So I sat (okay, laid down in the fetal position) and thought about my situation and the pain I found myself in. And all I could think of was that, physically speaking, the pain was not that bad. Now, let me clarify this. I am constantly between a 5 and an 11 on the pain scale. I've got tremors shooting down my leg that have routinely led me to contemplate sawing the thing off. When I walk, I feel like I have a machete jabbed into my abdomen that twists with every step (which, for some reason, no one else can see). My physical pain is a tremendous difficulty in my life and I'm not trying to say that it's not there. However, in comparison to my mental pain, it seems like a splinter in my finger at times.
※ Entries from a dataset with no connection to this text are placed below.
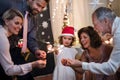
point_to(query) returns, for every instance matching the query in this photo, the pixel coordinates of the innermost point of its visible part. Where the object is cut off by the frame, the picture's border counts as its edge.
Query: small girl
(65, 50)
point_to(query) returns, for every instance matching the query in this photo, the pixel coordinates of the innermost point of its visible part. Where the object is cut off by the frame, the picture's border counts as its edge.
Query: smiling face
(103, 26)
(14, 25)
(84, 40)
(67, 40)
(36, 6)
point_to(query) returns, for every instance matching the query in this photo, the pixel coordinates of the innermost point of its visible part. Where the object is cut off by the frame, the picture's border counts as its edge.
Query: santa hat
(68, 31)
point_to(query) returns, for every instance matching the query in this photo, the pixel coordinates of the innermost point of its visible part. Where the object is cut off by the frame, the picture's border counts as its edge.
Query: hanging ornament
(65, 21)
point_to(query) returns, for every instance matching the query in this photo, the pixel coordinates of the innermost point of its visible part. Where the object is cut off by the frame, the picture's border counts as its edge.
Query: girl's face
(85, 40)
(14, 25)
(67, 40)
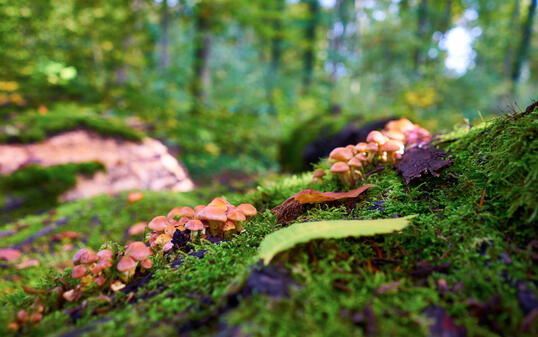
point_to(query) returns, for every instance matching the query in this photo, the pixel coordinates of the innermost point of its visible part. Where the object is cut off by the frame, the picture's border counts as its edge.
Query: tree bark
(523, 49)
(310, 37)
(202, 51)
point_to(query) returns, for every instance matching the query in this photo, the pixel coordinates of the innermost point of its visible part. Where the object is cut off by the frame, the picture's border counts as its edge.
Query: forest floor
(465, 266)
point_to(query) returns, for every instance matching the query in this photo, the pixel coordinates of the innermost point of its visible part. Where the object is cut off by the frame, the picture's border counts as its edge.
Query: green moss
(338, 279)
That weekend was a great illustration of why. Despite trying to remove the temptation to find hope in feeling better, I was still devastated when I could not move the next night because of my throbbing body. Being stuck in bed, losing my hobbies, envying and losing my friends, being seen as a downer, that is what truly hurts. The mental pain is what truly gets to me. Fighting an uphill battle takes it out of me and when I slip down the slope it takes a huge toll on my fatigued mentality.
So when I tackle the pain, I do not merely focus on my swollen belly. I focus on my frustrations. My depressing moments. My envy of 'normal twenty-somethings'. My fragile hopes. Trying to groom up happiness and success wherever I find it. Because if I ever ignored the mental toll this disease takes, I would find myself in a deep and dangerous pit.
I think a lot of us focus a little too much on the physical aspects of diseases and disorders. Distracted by the physical limitations, we can ignore the mental ones that follow. And I think recognizing those problems before they become problematic is where you can succeed. For a great illustration, I recently read about how a family kept all their mother's favorite foods on the bottom shelf of the pantry, so that she could reach them from her wheelchair. This arrangement prevented her from having to constantly ask for help with food and gave her a greater enjoyment of independence.
What the handicap keeps you from that is what's frustrating, not the handicap in itself. Being in bed for a day(s) is not so bad, but I get angry when the situation is thrust upon me. So, instead, I try to work on my book, read, draw--do productive things that make me feel like it is convenient rather than a prison sentence. In that mental reconfiguration I cannot change the physical circumstances of my ridiculous body, but I can change my mental reaction. Yes, I would prefer to go hiking and work, but if I can't... I have to find a way to make it work. Otherwise, I am setting myself up for a loss of control and will be completely at the mercy of my disease. I can be miserable or happy. Those choices are still mine!